A temporary situation makes the temptations and strain on your better and worse angels even greater. If it’s the end of the world, well, fine. Make your own rules. But if laws and morals and our standards of society are just around the corner – you can watch them happening on TV if your generator works – how much weight will they bear against your justifications of violence or behavior out in the trees and the back roads? Again, it’s a crisis. The familiar refrain from people in those situations – “we did what we had to do at the time…”. Now, stretch that balance over eight weeks.
If you had to put Cricklewood Green in a genre category what would it be?

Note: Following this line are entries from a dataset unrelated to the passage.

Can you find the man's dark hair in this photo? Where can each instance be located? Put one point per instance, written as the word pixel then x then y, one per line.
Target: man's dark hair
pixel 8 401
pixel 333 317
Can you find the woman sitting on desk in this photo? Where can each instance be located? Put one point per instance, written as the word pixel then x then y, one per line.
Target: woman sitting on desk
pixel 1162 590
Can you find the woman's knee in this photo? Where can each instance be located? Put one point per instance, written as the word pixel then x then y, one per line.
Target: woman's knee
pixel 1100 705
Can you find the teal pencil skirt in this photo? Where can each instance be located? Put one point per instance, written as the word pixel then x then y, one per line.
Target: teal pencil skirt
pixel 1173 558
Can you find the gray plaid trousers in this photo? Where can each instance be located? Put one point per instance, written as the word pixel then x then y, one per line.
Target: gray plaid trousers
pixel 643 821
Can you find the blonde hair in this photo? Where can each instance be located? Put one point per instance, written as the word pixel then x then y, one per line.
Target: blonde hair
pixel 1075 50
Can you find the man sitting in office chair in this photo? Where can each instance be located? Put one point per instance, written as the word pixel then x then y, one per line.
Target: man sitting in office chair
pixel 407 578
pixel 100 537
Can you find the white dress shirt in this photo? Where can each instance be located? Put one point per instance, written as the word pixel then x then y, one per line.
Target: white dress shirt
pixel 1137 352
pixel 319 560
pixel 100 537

Oh God, this makes me sound like such a snob… I’d say a literary thriller. Ugh, the words taste terrible in my mouth (laughs). See, some of my favorite authors would be called genre writers. Harlan Ellison, James Ellroy, David Morrell. Their work has amazing depth, great characters and craft. If I could be half as good as any of them… My favorite novelist is probably Robert Stone. His books have a way of putting you inside the characters first. Then as the threads of the plot gradually draw them in, they draw you in as well. With “Cricklewood Green” I first want to make you care about the people. Before the blackout you learn their desires, angsts, worries, petty jealousies. Our own day-to-day. Then, when the gunfire breaks and the body count starts, you’re hopefully going to feel something for them.
In the book I refer to a quote by Robert Burns – “Oh would some Power the gift give us, to see ourselves as others see us.” I tell the story from the perspectives of different characters. In life, everyone is the hero of their own story. Then you get another character’s perspective of that person. So, maybe they’re not so great. Or maybe they are. Chances are a bit of both. Put all the viewpoints together and you might come to some human truth. I love James Jones’ novel, “The Thin Red Line”. He used this method to great effect, I think.
Would you say it’s a hopeful book or more dystopian?
Hmmmm. Yes and no? (smiles). I can’t set it that black and white. I don’t think there are heroes in life. There are heroic acts. Any one of us is capable of doing the right or wrong thing, for the right or wrong reasons, in a certain situation. Say you’re trapped in a burning car or a building. Some stranger breaks you out and saves your life. Later you find out that person is a murderer or child abuser. How do you process that, as an individual, compared to the group? Where does your judgment take over? I absolutely agree we need judgment, as a society. It’s totally human and we all do it, every day. But it’s a tricky emotion. Maybe judgment is part of the trouble we’re having with the republic? I don’t know. To me, the most dangerous humans are the ones who know that they’re right.